Vollversammlung bestätigt Wählbarkeit von IHK-Präsident Eberhard Manzke

(PresseBox) (Lüneburg, ) Die Vollversammlung der Industrie- und Handelskammer Lüneburg-Wolfsburg hat in einer außerordentlichen Sitzung die Wählbarkeit von IHK-Präsident Eberhard Manzke bestätigt. Das Parlament der Wirtschaft stellte nach ausführlicher Erörterung der hierfür anzuwendenden Rechtsgrundlagen fest, dass die von Manzke vorgelegte Generalvollmacht für die Manzke Beton GmbH und ihre Vorgängergesellschaften zweifelsfrei die Kriterien des IHK-Gesetzes an einen besonders bestellten Bevollmächtigten erfüllt. Seine Wählbarkeit war damit zum Zeitpunkt der Wahl im Herbst 2006 und ist bis heute ununterbrochen gegeben.

Manzke selbst hatte die außerordentliche Sitzung einberufen und den Antrag gestellt, die Vollversammlung möge als zuständiges Gremium über seine Wählbarkeit befinden. Die Vollversammlung setzt sich aus 73 gewählten Vertretern der regionalen Wirtschaft zusammen. Manzke reagierte damit auf eine Unterstellung des Bundesverbands für freie Kammern (bffk). Der bffk hatte Ende Februar in einer Pressekonferenz in Lüneburg behauptet, Manzke sei gesetzeswidrig "ins Amt gehievt worden".

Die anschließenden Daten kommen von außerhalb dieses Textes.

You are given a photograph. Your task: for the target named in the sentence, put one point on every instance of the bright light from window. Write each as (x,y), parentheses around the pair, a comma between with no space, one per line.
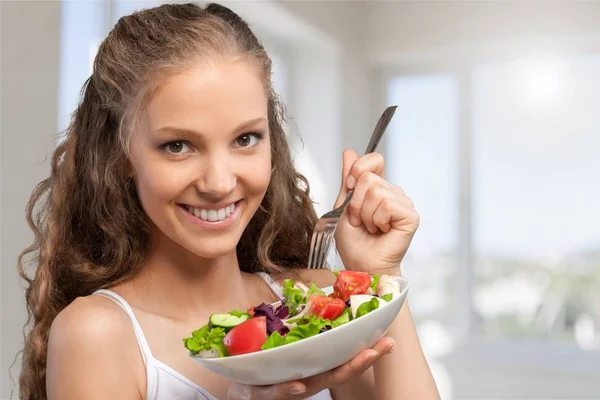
(542,84)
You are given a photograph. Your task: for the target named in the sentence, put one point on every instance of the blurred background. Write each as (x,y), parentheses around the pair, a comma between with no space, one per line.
(496,139)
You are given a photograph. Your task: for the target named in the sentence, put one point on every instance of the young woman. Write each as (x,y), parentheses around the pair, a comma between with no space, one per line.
(174,196)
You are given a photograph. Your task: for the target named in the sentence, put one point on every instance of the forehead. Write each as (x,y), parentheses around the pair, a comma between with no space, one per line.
(213,97)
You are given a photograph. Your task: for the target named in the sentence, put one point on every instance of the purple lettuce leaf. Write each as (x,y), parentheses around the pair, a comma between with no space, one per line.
(274,322)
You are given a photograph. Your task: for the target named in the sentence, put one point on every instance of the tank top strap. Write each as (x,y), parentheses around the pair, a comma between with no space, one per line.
(139,334)
(273,284)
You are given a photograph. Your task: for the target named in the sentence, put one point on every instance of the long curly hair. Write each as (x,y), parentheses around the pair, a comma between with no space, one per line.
(90,229)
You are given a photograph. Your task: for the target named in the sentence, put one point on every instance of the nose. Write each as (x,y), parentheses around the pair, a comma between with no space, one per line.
(217,179)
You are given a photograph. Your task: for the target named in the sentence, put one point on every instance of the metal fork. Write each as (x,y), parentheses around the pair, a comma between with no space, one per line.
(325,228)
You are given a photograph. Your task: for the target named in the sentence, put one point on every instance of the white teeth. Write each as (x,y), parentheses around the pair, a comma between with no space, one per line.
(212,215)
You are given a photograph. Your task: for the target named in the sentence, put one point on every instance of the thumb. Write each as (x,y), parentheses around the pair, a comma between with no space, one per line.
(240,391)
(348,159)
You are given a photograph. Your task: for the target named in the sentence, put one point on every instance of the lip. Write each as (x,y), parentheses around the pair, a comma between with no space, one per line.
(210,206)
(215,225)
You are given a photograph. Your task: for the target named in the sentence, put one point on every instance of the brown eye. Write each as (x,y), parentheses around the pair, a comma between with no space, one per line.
(248,140)
(176,147)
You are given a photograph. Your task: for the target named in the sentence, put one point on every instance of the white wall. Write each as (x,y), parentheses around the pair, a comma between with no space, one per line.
(29,86)
(418,32)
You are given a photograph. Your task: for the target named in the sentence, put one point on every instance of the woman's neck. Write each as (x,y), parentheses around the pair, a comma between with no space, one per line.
(180,285)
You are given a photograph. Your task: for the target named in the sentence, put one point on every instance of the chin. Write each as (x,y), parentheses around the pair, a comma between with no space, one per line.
(212,249)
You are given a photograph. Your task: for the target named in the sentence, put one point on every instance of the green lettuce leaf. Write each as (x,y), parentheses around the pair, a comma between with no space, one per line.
(342,319)
(307,327)
(205,339)
(314,290)
(367,307)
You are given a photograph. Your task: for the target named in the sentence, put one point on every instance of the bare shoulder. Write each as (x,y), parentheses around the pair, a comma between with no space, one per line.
(92,350)
(91,316)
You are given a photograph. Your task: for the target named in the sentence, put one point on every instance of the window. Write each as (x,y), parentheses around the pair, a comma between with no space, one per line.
(84,25)
(530,133)
(535,197)
(422,146)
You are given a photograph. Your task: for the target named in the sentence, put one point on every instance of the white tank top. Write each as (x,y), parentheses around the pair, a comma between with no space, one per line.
(163,382)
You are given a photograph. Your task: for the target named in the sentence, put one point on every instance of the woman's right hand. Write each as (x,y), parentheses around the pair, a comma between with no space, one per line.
(307,387)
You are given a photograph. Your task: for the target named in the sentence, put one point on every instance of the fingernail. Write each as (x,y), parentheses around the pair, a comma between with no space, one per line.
(372,355)
(354,220)
(297,390)
(350,182)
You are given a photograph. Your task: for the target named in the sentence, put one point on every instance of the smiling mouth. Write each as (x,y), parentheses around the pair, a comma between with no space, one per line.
(209,214)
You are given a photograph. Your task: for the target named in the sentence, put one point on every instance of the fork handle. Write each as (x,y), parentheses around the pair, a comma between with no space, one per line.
(376,136)
(380,128)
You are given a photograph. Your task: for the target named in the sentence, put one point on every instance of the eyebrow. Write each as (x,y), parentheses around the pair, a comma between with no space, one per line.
(183,131)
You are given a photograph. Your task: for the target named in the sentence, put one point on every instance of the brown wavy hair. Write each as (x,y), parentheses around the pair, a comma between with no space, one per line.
(90,230)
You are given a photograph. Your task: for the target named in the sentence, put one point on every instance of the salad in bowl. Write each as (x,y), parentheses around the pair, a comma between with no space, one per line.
(309,331)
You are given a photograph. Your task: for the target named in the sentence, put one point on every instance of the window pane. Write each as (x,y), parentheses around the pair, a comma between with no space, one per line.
(422,158)
(535,198)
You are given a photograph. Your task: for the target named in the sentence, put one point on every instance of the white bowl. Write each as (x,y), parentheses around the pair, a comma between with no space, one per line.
(313,355)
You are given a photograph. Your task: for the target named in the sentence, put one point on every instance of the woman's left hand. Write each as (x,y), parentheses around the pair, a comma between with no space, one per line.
(380,221)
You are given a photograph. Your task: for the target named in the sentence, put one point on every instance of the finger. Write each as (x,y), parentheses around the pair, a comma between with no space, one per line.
(354,368)
(348,158)
(288,390)
(394,212)
(372,163)
(375,196)
(368,193)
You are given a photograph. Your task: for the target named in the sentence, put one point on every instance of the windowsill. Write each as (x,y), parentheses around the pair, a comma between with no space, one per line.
(523,357)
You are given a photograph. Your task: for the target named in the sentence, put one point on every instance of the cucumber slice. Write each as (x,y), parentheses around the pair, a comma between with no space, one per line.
(227,321)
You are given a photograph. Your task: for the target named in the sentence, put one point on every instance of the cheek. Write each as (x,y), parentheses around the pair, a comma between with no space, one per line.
(258,176)
(155,185)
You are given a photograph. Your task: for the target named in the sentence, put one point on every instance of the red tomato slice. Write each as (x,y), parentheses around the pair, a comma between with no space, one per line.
(247,337)
(325,307)
(351,282)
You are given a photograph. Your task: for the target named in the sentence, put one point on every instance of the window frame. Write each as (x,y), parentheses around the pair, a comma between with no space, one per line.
(468,346)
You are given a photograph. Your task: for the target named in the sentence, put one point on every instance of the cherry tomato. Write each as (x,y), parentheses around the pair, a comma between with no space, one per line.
(325,307)
(351,282)
(247,337)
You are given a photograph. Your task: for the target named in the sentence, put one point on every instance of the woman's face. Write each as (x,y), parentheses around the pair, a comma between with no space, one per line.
(202,158)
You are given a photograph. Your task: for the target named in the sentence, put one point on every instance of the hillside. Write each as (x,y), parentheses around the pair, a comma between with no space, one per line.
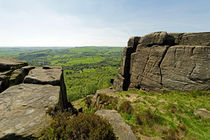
(86,69)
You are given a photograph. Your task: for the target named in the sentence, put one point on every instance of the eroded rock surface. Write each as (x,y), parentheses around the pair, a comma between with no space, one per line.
(23,108)
(162,61)
(121,129)
(27,94)
(9,64)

Das Ergebnis hätte eindeutiger kaum ausfallen können. Bei nur drei Gegenstimmen und einer Enthaltung bestätigte die Vollversammlung mit großer Mehrheit die Rechtmäßigkeit von Manzkes Wahl.

Bereits im Januar hatte die IHK von sich aus öffentlich eingeräumt, dass es bei der organisatorischen Abwicklung der Wahl im Herbst 2006 zu Fehlern gekommen war. Diese formalen Mängel seien grundsätzlich heilbar gewesen, allerdings nicht innerhalb der einmonatigen Wahlanfechtungsfrist gerügt worden. Damit war das Wahlergebnis unanfechtbar geworden. Die IHK hatte stets betont, dass eine eigene Überprüfung sowie eingeholte Stellungnahmen vom Niedersächsischen Wirtschaftsministerium als auch vom Deutschen Industrie- und Handelskammertag an der grundsätzlichen Wählbarkeit Manzkes und an dem festgestellten Wahlergebnis keinen Zweifel zuließen.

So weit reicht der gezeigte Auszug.